La terre sous les ailes blanches
Уладзімір Караткевіч
Выдавец: Юнацтва
Памер: 207с.
Мінск 1981
Dès que la rançon est perçue l’obstacle disparaît en moins de cinq minutes, laissant passer le cortège couvert de fleurs et de rubans multicolores. Pendant l’assaut de la barricade, les cavaliers accompagnant les mariés tiraient des coups de fusil en l’air. Pas contre un mauvais oeil, comme
autrefois, mais tout simplement pour ajouter du ton à l’ambiance générale.
Le convoi volait alors à une vitesse folle.
La noce a duré trois jours chez le marié, ensuite elle a été prolongée chez les parents (oncles et tantes) des deux côtés, pour que les gens n’en disent pas du mal.

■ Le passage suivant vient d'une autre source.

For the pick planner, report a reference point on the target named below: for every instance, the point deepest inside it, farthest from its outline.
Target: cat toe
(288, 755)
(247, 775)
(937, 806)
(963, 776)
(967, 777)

Et tout le temps on n’entendait que des chansons, des chansons partout, des tristes et des gaillardes. Et il faut dire que pas une ne s’est répétée durant toute la noce.
Et voilà que commence la vie conjugale de la mariée. Dans le coffre on empile certaines de ses affaires, des choses du mari et des autres membres de la famille, on y place un lourd morceau de bure pour le zipoune du mari (manteau de paysan). On ne place dans le coffre que des vêtements d’homme de ce genre, sans compter les ceintures. Les habits masculins étaient cachés ailleurs ou pendaient à part. Les chemises du mari étaient un peu moins brodées, les pantalons se taillaient dans la toile pour l’été; ils étaient de bure pour l’hiver. Les chemises n’étaient brodées que par le devant, à l’encolure et aux manchettes, en bas sur l’ourlet et un peu sur les épaules aux coutures. Le gilet, ,,la camiselka”, comme on l’appelait, faisait aussi partie de l’ensemble pour homme.

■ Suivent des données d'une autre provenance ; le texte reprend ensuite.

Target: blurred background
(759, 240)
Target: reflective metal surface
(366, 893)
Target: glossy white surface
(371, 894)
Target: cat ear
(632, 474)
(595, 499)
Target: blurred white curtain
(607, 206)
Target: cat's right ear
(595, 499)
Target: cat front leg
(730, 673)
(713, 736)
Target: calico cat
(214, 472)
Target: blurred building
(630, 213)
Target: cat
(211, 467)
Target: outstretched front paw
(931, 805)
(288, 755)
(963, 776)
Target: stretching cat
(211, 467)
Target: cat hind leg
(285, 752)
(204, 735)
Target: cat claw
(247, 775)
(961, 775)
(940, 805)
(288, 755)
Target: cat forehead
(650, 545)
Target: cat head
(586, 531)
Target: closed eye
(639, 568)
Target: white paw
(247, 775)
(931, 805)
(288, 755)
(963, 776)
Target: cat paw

Il est clair, que les survêtements d’hommes et de femmes n’étaient pas entassés dans le coffre, il est question de toutes sortes de manteaux de peau de mouton (souvent brodés aussi), des bottes, faites de feutre épais comme le doigt, des longs manteaux avec capuchon pour la route d’hiver, des zipounes (qu’on appelait “latoukha”, “ciarmaga”, ,,soukmann”, “joupann” selon la région) de couleurs variées, mais blancs bien souvent avec des bandes de laine rouge cousues dessus (dans la région de Gomel), embellis de tresses bleues (dans la région de Bykhov), de tresses vertes ou de bandes étroites de peau noire (dans celle de Klimovitchi). Voilà pourquoi une foule de paysans ressemblait toujours à une immense tache blanche.

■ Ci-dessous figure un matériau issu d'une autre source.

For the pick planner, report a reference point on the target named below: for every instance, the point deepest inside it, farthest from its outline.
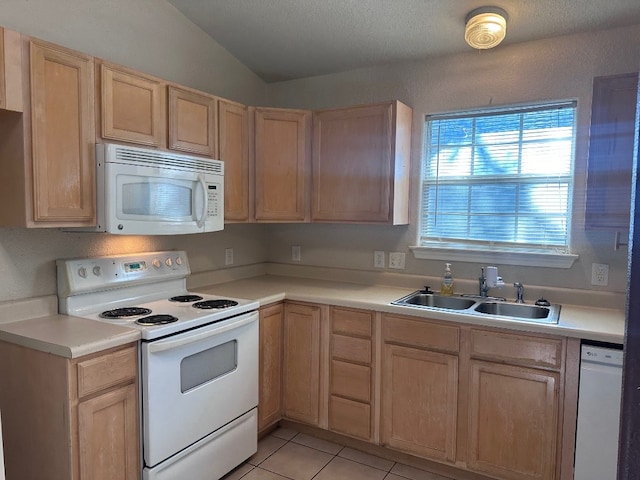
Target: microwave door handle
(205, 203)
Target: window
(499, 180)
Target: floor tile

Evidemment, on ne gardait pas non plus dans les coffres les chapeaux de feutre, les “maguerkis” comme on les appelait (un cône tronqué au bord retourné), les coiffes de peaux, les “ablavoukhi” ou les “ragatovki”, faites de peau de mouton à laine blanche. Il en était de même pour les chaussures: les laptis taillés dans un seul morceau de cuir ou tressés de bandes de cuir de couleurs différentes ou encore d’écorce de tilleuls (les laptis étaient très commodes par temps pluvieux ou pendant la fenaison sur les marais: l’eau s’écoulait facilement, le pied était à l’aise, rien à dire, c’était pratique et cela ne coûtait rien), les tcharavitchki (chaussures légères de box-calf qu’on ne mettait que pour aller à la messe), les bottes de cuir.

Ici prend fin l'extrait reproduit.